Le vendredi 22 janvier 2016, les trois journalistes vont se présenter et comparaître devant le tribunal militaire aux côtés de Me Harissou et d’Aboubakar Siddiki.
Mais l’affaire est renvoyée au 19 février 2016 au motif que le dossier en possession du commissaire du gouvernement était différent de celui détenu par les avocats de la défense. Ces derniers ont demandé d’être mis au même niveau d’information que le Commissaire du Gouvernement. L’affaire se poursuit donc…
LES ARGUMENTS DE LA DÉFENSE
Les trois inculpés ont pris pour ligne de défense nier d’avoir découvert des informations susceptibles de compromettre la sécurité nationale et affirment vouloir protéger leurs sources. Selon les arguments soulevés en défense, les autorités camerounaises doivent abandonner immédiatement et sans condition toutes les charges retenues contre les trois journalistes accusés de n'avoir pas divulgué des informations car, « accuser des journalistes parce qu'ils ont respecté l'éthique de leur profession constitue une violation du droit à la liberté d'expression et un tournant inquiétant au Cameroun », déclare-t-on à la décharge des hommes de médias.
 Dans le même sens, il est avancé que « le Code pénal du Cameroun doit être modifié dans le respect des normes internationales en vue de protéger la liberté d'expression et la confidentialité des sources » et que « la population a le droit d'être informée et la sécurité nationale ne doit pas être invoquée comme prétexte pour empêcher les journalistes de faire leur travail ». Pour sa défense, Félix Ebolé Bola s’est expliqué, selon certains confrères, en ces termes «Je crois avoir été patriote et professionnel dans cette histoire.

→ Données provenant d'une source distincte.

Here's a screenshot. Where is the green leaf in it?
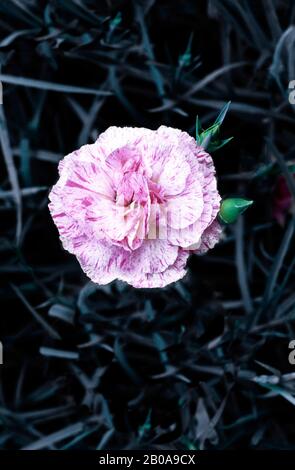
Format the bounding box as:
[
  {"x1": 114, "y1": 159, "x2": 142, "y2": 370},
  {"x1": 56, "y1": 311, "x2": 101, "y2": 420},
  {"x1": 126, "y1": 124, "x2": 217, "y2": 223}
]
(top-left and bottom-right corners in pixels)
[{"x1": 196, "y1": 101, "x2": 233, "y2": 152}]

Je considère ceci comme une machination. Comme la justice est là pour dire le droit, j’espère que la justice va se manifester ». Rodrigue Tongué a quant à lui avancé, selon les confrères que «Depuis un an et demi que l’affaire est en instruction, je ne sais pas exactement de quoi il retourne. J’ai donné toutes les informations dont je disposais à la police et au juge d’instruction ». Ce dernier confesse qu’il a reçu les informations querellées par courrier électronique et que ce courrier en question n’a pas été vérifié comme il le souhaitait par l’instruction qui a refusé de le soumettre à la vérification. Il va postuler que « d’habitude, on reproche aux journalistes de bâcler leurs enquêtes mais là , on les condamne pour avoir pris du temps avant de publier leurs articles». De plus, il est avancé que « les mis en cause en tant que journalistes sont tenus par la protection de leurs sources » ou qu’ils « ne sauraient être des supplétifs des services de renseignement ».
PROBLÈMES JURIDIQUES
La non-dénonciation est beaucoup employée depuis le début de l’affaire mais demeure peu claire pour le commun des citoyens. L’article 107 du code pénal du Cameroun pose : « Non-dénonciation. Est puni des peines [d'un emprisonnement de un à cinq ans et d'une amende de 50.000 à 5 millions de francs] le citoyen qui en temps de paix n'avertit pas les autorités militaires, administratives ou judiciaires dès le moment où il en a connaissance, de toute activité de nature à nuire à la défense nationale ».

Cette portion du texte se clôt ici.